Mais les portes de l’ancienne imprimerie Geistel ne s'ouvriront pas uniquement aux artistes. L'équipe de bénévoles espère qu'elle deviendra aussi un endroit où transmettre un savoir-faire, et pouvoir y initier les plus jeunes. Sans oublier son aspect muséal.

"Beaucoup de gens aiment découvrir des lieux restés tels quels, estime Alain Hurstel. Or, on trouve bien dans certains musées un petit département de lithographie. Mais on n’y rentre pas, comme ce sera le cas ici, dans le vécu d'une véritable imprimerie. Dans ce quartier populaire de Strasbourg-Cronenbourg, il nous semble important d’offrir un nouveau lieu culturel." Tout à la fois musée, imprimerie et site de petites productions, pour des amateurs comme des professionnels.

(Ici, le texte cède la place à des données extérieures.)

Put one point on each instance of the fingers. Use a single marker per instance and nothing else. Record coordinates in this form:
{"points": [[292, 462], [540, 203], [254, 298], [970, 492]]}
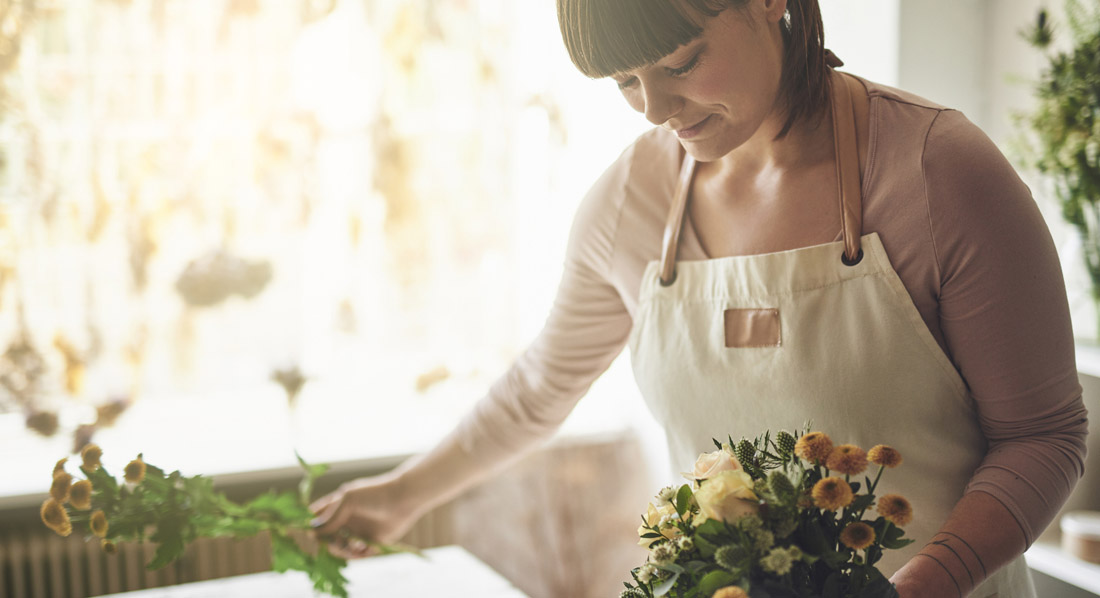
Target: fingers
{"points": [[350, 549], [330, 519], [320, 504]]}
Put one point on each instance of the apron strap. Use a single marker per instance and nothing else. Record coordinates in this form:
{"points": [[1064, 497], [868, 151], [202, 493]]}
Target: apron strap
{"points": [[675, 221], [846, 146], [849, 111]]}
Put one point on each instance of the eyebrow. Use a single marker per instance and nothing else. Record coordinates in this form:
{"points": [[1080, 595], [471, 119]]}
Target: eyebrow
{"points": [[694, 44]]}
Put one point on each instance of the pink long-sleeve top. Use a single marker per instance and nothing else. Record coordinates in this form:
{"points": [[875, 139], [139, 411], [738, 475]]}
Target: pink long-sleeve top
{"points": [[960, 229]]}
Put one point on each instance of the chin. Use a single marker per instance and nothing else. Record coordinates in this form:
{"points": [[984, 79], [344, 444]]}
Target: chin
{"points": [[703, 151]]}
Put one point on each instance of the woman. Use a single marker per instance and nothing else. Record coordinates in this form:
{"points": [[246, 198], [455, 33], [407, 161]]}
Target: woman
{"points": [[834, 250]]}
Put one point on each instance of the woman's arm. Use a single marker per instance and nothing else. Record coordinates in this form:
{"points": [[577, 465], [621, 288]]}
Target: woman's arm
{"points": [[586, 329], [1005, 320]]}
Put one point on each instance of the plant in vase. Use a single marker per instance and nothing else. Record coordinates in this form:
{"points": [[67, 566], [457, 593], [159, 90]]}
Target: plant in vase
{"points": [[1064, 128]]}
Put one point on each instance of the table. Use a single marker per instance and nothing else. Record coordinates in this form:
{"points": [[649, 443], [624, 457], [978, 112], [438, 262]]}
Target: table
{"points": [[447, 571]]}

Un financement à compléter

Seulement, pour en arriver là, il reste encore du pain sur la planche. Outre la restauration des machines, il s’agit aussi d’isoler le bâtiment, installer des sanitaires et aménager un espace d’accueil du public. Des travaux de l’ordre de plusieurs centaines de milliers d’euros.

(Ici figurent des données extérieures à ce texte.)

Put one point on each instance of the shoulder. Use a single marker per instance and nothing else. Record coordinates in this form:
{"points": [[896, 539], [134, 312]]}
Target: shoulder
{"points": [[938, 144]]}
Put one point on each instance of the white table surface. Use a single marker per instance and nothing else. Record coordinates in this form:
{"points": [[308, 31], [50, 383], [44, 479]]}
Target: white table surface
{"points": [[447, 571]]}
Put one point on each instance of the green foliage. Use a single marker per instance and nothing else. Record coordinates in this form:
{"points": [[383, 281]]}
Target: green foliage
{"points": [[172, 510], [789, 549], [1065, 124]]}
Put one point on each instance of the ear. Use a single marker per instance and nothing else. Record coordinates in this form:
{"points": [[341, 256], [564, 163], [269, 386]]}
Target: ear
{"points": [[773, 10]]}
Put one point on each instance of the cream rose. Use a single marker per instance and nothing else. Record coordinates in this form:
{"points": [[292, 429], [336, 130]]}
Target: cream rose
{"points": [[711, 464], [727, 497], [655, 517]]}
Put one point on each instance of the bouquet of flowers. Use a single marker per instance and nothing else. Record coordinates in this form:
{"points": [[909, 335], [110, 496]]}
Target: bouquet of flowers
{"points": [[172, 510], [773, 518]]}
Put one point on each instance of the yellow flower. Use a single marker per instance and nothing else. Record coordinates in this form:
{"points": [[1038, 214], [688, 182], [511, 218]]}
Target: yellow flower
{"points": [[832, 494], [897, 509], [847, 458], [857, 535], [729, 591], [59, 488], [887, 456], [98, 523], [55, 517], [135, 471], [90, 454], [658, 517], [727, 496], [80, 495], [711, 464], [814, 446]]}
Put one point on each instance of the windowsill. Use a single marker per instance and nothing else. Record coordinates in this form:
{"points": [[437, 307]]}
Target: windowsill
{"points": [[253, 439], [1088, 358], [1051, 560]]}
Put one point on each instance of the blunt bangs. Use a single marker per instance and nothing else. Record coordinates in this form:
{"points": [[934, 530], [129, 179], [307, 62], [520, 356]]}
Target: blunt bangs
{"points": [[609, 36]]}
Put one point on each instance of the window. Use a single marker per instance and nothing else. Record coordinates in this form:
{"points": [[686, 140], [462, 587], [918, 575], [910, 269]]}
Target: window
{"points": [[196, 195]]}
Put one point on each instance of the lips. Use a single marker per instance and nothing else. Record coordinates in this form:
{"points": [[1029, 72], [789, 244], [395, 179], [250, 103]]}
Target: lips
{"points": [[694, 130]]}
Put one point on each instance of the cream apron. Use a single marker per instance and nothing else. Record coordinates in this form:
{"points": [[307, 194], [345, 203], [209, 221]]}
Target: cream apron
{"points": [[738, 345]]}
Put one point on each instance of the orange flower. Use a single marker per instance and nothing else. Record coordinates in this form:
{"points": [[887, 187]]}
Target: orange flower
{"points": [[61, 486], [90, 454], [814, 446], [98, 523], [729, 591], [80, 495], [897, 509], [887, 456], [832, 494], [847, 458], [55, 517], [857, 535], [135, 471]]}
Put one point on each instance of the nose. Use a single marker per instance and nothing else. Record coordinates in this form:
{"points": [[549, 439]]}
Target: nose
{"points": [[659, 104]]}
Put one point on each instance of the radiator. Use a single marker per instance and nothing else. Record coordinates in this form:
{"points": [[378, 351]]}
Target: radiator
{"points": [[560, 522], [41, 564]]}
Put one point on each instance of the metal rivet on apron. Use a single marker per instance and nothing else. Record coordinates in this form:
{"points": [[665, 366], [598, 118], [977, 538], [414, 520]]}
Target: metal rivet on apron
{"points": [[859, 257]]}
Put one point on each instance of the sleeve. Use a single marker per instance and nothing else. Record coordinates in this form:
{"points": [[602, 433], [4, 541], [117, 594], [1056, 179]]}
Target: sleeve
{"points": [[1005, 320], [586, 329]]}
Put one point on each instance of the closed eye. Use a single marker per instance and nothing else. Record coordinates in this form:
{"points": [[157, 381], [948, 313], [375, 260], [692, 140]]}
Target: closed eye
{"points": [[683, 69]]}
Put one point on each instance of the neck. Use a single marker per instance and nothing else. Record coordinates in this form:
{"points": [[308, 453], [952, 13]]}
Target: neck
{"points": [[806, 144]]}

Pour trouver les fonds nécessaires, des mécènes sont sollicités, et une cagnotte a été lancée en ligne. En outre, le 25 mai, de 10h à 18h au 48 rue du Gazon, 67200 Strasbourg, les autres biens de l’ancienne propriétaire seront vendus lors d’un vide-maison, au profit du fonds d’investissement.

Mais l’équipe est confiante. Car rien qu’avec le bouche-à-oreille, Alain Hurstel assure qu’il y a "déjà beaucoup de gens qui ont envie de s’impliquer dans cette aventure." Et de redonner une seconde vie à cette imprimerie d’antan.